Perritt and Vernon are natives of Wilmington; Cash, Burbank and Thompson have a combined 70 years’ banking experience in the local market, Cooper said.
Cooper himself has been with CresCom since 2007 and was appointed the Wilmington market executive last June.
“I graduated from UNCW in ’96, where I played baseball for Coach Scalf,” Cooper said in an email Monday. "I started my banking career here with Bank of America, thus coming full circle now with CresCom Bank.”
Hiring bankers who were already known in the local market was part of the bank’s strategy, CresCom president and CEO David Morrow said in an interview earlier this year.
“It’s an important part of who we are; part of our vision to be the trusted community bank of choice,” he said. “People are comfortable [doing business] with people they know. It’s important in a community bank.”
Cooper said CresCom empowers its associates to provide management with feedback to make the bank friendlier.
“We listen to our front-line folks and keep open minds,” he said, adding that associates are trained to “look you in the eye and give you a firm handshake. Our front-line folks really take ownership of our customers.”
The bank’s tagline, “Have a nice bank,” really reflects CresCom’s culture, Perritt said.

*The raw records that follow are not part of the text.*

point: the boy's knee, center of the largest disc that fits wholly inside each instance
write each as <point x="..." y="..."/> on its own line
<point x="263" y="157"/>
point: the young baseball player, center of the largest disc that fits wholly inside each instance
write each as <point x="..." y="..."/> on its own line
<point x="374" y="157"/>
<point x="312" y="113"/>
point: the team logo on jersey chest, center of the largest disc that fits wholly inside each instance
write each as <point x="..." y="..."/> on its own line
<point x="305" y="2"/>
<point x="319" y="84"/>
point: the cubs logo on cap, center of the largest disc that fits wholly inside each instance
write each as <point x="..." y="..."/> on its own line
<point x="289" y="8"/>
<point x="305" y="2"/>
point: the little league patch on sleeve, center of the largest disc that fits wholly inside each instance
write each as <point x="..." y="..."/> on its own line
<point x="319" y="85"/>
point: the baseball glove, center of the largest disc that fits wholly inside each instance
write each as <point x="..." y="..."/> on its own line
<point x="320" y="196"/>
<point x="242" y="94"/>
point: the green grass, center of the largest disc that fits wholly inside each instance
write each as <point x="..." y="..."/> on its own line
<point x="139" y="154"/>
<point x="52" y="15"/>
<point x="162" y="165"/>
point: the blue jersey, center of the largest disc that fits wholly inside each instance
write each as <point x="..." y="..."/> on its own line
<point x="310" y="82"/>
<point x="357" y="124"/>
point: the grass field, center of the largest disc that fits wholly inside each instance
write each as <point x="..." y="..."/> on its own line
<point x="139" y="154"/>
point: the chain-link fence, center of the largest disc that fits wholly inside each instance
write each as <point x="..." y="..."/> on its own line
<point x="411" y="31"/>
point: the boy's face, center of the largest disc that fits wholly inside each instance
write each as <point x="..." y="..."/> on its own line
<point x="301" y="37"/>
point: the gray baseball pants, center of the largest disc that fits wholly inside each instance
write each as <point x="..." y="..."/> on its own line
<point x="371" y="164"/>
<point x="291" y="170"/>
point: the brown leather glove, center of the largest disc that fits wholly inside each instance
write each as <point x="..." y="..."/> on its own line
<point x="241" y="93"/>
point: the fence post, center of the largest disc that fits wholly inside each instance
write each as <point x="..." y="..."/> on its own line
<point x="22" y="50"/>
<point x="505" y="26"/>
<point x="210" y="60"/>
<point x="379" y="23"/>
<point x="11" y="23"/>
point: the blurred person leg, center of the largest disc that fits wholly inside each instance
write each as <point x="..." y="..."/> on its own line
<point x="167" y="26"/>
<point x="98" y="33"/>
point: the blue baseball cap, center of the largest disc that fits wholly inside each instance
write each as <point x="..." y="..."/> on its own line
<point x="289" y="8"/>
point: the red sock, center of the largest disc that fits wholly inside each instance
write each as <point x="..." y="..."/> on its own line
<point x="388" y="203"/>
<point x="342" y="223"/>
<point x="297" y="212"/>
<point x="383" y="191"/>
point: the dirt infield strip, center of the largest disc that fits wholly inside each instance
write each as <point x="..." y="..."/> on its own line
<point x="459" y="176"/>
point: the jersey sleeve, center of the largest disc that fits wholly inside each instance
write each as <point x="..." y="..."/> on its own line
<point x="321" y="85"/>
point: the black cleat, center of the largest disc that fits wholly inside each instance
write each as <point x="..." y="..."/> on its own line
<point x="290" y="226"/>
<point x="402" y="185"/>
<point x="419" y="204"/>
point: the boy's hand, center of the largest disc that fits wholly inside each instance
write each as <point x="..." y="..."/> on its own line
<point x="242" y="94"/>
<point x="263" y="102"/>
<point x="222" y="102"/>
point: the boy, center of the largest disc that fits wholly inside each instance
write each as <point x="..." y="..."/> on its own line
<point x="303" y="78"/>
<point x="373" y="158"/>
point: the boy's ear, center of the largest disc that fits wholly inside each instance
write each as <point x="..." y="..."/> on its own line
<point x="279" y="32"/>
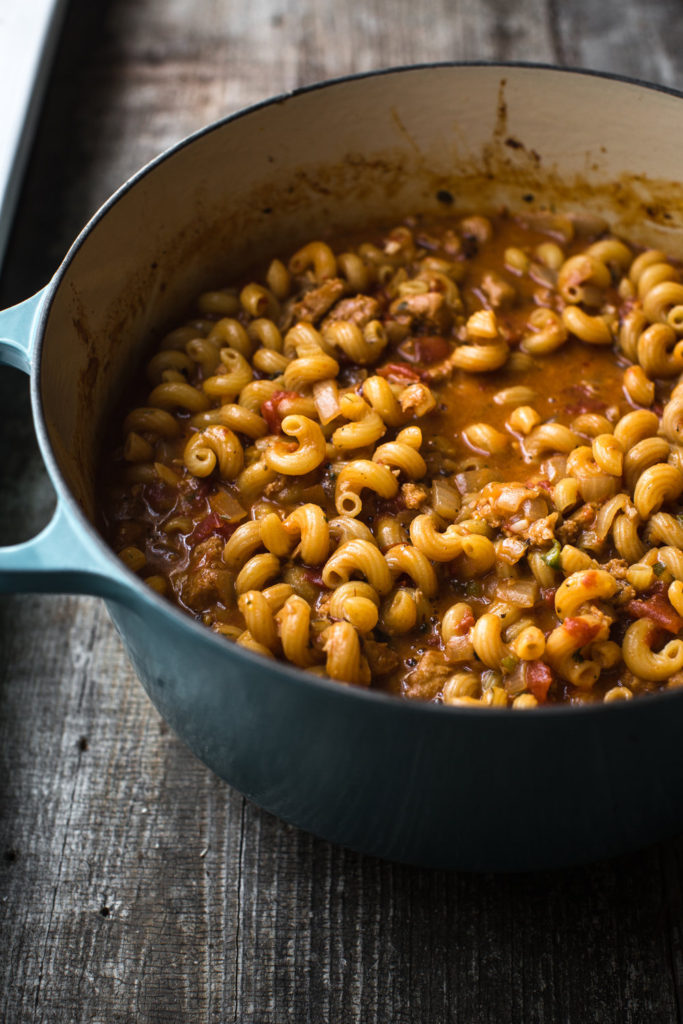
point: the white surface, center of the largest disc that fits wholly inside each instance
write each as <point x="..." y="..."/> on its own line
<point x="29" y="31"/>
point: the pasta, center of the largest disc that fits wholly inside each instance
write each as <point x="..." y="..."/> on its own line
<point x="445" y="461"/>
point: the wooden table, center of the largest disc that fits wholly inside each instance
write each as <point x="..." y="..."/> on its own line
<point x="135" y="886"/>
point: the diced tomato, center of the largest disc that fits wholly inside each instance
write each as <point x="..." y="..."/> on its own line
<point x="428" y="349"/>
<point x="210" y="524"/>
<point x="397" y="373"/>
<point x="582" y="630"/>
<point x="270" y="410"/>
<point x="539" y="679"/>
<point x="658" y="609"/>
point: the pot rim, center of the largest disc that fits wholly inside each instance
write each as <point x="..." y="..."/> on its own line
<point x="291" y="673"/>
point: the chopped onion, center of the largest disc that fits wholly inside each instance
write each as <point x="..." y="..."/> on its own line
<point x="445" y="500"/>
<point x="522" y="593"/>
<point x="326" y="396"/>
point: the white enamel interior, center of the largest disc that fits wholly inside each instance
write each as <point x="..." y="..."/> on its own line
<point x="341" y="157"/>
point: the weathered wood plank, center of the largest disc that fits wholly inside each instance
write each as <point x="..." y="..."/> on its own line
<point x="136" y="887"/>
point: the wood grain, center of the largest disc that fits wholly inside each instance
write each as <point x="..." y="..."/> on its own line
<point x="134" y="886"/>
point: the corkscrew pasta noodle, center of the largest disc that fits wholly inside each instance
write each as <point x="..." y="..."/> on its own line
<point x="444" y="460"/>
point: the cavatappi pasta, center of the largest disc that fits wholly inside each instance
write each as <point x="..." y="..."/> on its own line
<point x="445" y="461"/>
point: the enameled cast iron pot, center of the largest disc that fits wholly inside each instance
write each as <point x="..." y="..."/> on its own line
<point x="433" y="785"/>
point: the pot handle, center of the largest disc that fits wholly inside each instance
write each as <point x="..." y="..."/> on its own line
<point x="63" y="557"/>
<point x="17" y="334"/>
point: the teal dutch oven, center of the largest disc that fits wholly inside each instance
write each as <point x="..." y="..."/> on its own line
<point x="478" y="788"/>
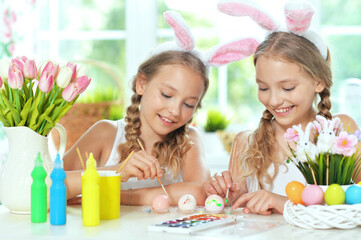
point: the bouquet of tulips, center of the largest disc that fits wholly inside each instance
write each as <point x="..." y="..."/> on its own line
<point x="38" y="97"/>
<point x="330" y="156"/>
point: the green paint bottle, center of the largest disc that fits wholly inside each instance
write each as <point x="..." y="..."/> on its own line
<point x="38" y="192"/>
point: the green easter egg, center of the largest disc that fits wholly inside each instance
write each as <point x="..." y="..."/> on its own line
<point x="335" y="195"/>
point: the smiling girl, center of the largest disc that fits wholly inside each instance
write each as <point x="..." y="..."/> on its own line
<point x="168" y="89"/>
<point x="291" y="74"/>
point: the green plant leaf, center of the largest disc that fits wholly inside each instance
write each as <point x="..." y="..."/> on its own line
<point x="216" y="121"/>
<point x="14" y="112"/>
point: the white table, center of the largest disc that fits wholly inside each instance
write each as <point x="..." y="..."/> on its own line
<point x="133" y="224"/>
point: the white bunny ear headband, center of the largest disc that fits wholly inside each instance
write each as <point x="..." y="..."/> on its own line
<point x="298" y="15"/>
<point x="218" y="55"/>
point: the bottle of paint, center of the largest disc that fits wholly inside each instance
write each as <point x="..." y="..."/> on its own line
<point x="90" y="193"/>
<point x="38" y="192"/>
<point x="58" y="193"/>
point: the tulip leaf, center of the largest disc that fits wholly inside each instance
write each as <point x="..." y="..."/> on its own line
<point x="9" y="117"/>
<point x="26" y="109"/>
<point x="13" y="111"/>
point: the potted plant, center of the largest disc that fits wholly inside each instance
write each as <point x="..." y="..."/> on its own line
<point x="330" y="156"/>
<point x="103" y="101"/>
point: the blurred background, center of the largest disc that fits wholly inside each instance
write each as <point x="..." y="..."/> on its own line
<point x="112" y="37"/>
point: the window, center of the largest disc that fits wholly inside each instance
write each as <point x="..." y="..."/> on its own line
<point x="121" y="33"/>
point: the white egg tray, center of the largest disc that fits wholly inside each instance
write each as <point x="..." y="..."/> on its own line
<point x="341" y="216"/>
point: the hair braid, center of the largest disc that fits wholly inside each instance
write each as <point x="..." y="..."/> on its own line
<point x="324" y="105"/>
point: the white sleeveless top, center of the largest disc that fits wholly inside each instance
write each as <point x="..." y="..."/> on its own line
<point x="283" y="177"/>
<point x="134" y="183"/>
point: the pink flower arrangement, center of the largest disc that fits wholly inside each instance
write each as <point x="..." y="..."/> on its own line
<point x="327" y="154"/>
<point x="37" y="97"/>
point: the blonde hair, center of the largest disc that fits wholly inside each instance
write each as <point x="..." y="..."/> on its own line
<point x="169" y="152"/>
<point x="261" y="152"/>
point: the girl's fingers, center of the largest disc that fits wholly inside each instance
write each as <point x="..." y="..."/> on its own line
<point x="227" y="178"/>
<point x="209" y="189"/>
<point x="217" y="186"/>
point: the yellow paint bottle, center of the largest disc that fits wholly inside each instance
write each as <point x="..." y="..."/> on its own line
<point x="90" y="193"/>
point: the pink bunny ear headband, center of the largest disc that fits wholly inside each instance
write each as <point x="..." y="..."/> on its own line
<point x="218" y="55"/>
<point x="298" y="15"/>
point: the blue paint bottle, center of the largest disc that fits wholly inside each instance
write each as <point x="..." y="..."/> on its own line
<point x="58" y="193"/>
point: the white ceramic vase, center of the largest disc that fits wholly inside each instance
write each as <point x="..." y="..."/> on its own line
<point x="15" y="181"/>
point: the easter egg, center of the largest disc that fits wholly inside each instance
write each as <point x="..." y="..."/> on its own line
<point x="187" y="203"/>
<point x="353" y="194"/>
<point x="214" y="204"/>
<point x="294" y="191"/>
<point x="161" y="203"/>
<point x="334" y="194"/>
<point x="312" y="195"/>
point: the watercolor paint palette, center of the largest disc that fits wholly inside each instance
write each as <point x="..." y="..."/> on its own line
<point x="193" y="223"/>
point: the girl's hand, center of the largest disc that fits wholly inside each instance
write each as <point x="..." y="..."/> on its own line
<point x="261" y="202"/>
<point x="141" y="165"/>
<point x="219" y="184"/>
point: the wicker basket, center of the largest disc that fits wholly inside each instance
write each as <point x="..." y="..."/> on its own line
<point x="79" y="119"/>
<point x="323" y="217"/>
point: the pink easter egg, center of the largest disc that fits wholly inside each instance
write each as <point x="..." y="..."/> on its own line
<point x="161" y="203"/>
<point x="312" y="195"/>
<point x="214" y="204"/>
<point x="187" y="203"/>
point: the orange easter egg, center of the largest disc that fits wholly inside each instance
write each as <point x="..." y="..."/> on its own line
<point x="294" y="191"/>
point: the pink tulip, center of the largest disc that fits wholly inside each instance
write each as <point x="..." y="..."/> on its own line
<point x="82" y="83"/>
<point x="292" y="135"/>
<point x="70" y="92"/>
<point x="16" y="79"/>
<point x="73" y="69"/>
<point x="345" y="144"/>
<point x="51" y="68"/>
<point x="30" y="70"/>
<point x="18" y="63"/>
<point x="46" y="82"/>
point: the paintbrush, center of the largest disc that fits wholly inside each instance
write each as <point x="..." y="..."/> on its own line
<point x="160" y="182"/>
<point x="230" y="168"/>
<point x="81" y="159"/>
<point x="124" y="162"/>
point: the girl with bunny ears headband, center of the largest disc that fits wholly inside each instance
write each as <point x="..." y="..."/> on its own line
<point x="291" y="70"/>
<point x="168" y="89"/>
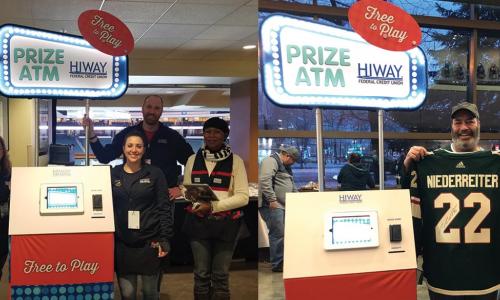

“In most organizations, mortgage lending is a separate silo, but our underwriters and processers are here. There is local autonomy, and our mortgage products go beyond the five traditional ones: Fannie Mae, Freddie Mac, USDA, FHA and VA.”
In addition to operating traditional branch offices, CresCom offers mobile banking, online banking and eBusiness services, Cooper said.
CresCom, with assets of about $1.3 billion, has increased its footprint in the past couple of years, with the purchase from First Community and the establishment last year of a branch and loan production office in Greenville, South Carolina. Its primary markets, however, remain Charleston and Myrtle Beach, according to Morrow.
“Wilmington is a great banking market,” he said. “It is closely associated with where our markets are today.”